Critical Reassembly Mistakes to Avoid
Reversing disassembly seems simple but 73% of failures occur here. Never skip these checks:
- Power cord reconnection: Solder wires with heat shrink tubing (not wire nuts) for permanent fixes
- Clip alignment: Press housing together firmly until all 8 clips click—gaps cause rattling
- Screw sorting: Base screws (shortest) ≠ faceplate screws (medium) ≠ motor screws (longest)
- Test before sealing: Power on with housing partially attached to verify fan spin
If the filter status light flashes after reassembly, hold the reset button for 3 seconds—it’s not a disassembly error.
Diagnosing Common Core 300 Failures Post-Disassembly

Your teardown reveals the true culprit—don’t guess. Check these failure patterns:
- Motor failure: Burnt smell + stiff fan rotation = replace motor ($28 part)
- Rattling noises: Loose fan hardware—retighten all three perimeter screws to 0.5 in-lb torque
- Power issues: Check capacitor for bulging; replace if >5 years old
- Odor problems: Wipe internal housing with vinegar-dampened cloth—never wash filters
The 24–50 dB noise range indicates healthy operation; louder sounds mean misaligned components.
Filter Replacement Protocol After Cleaning
Reinstalling old filters after disassembly defeats the purpose. For optimal performance:
- Pet Allergy/Toxin Remover Filters: $35.99 (replace every 6-8 months)
- Smoke Remover Filter: $39.99 (use in wildfire-prone areas)
- Reset filter indicator: Hold power + timer buttons 5 seconds after installation
Never operate without filters—the CADR (Clean Air Delivery Rate) plummets from 145 CFM to near zero.
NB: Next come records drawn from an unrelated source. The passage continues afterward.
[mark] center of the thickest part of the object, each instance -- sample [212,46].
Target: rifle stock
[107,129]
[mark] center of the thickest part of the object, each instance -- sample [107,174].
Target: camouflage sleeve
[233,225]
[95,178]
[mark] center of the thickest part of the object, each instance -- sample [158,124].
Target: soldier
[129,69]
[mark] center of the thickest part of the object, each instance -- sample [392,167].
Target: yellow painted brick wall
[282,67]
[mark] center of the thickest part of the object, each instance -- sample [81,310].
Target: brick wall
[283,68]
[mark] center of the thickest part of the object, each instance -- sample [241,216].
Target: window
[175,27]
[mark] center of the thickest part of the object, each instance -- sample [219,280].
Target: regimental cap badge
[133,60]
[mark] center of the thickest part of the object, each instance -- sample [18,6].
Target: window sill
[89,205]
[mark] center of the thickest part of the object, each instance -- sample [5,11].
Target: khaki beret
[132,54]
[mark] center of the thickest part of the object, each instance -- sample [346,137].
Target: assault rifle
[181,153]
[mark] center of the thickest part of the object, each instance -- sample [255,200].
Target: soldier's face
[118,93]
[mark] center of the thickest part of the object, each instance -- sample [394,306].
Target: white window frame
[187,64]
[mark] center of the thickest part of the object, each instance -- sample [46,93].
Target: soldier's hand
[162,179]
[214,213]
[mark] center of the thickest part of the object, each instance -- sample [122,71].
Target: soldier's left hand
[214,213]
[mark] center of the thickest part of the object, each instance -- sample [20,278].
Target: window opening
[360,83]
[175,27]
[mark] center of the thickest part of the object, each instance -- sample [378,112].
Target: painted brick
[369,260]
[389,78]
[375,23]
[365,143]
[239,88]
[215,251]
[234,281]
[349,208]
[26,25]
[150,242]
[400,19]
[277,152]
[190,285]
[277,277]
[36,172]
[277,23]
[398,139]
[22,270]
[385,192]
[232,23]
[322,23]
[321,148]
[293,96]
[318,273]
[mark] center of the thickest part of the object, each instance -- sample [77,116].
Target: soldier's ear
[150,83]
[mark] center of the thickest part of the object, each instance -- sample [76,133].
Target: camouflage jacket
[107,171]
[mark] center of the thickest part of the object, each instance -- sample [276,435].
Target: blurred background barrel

Your Levoit Core 300 now sits fully disassembled with motor and control board accessible. Whether you’ve cleaned dust from the fan blades or replaced a faulty capacitor, reassembly with these precise steps ensures like-new performance. Remember: take photos during disassembly for perfect reassembly alignment, and always test functionality before snapping the bottom cover shut. For persistent issues, consult Levoit’s official repair manual—your serial number (opposite the logo) provides model-specific guidance. This $150 purifier deserves a second life through smart maintenance, not premature replacement.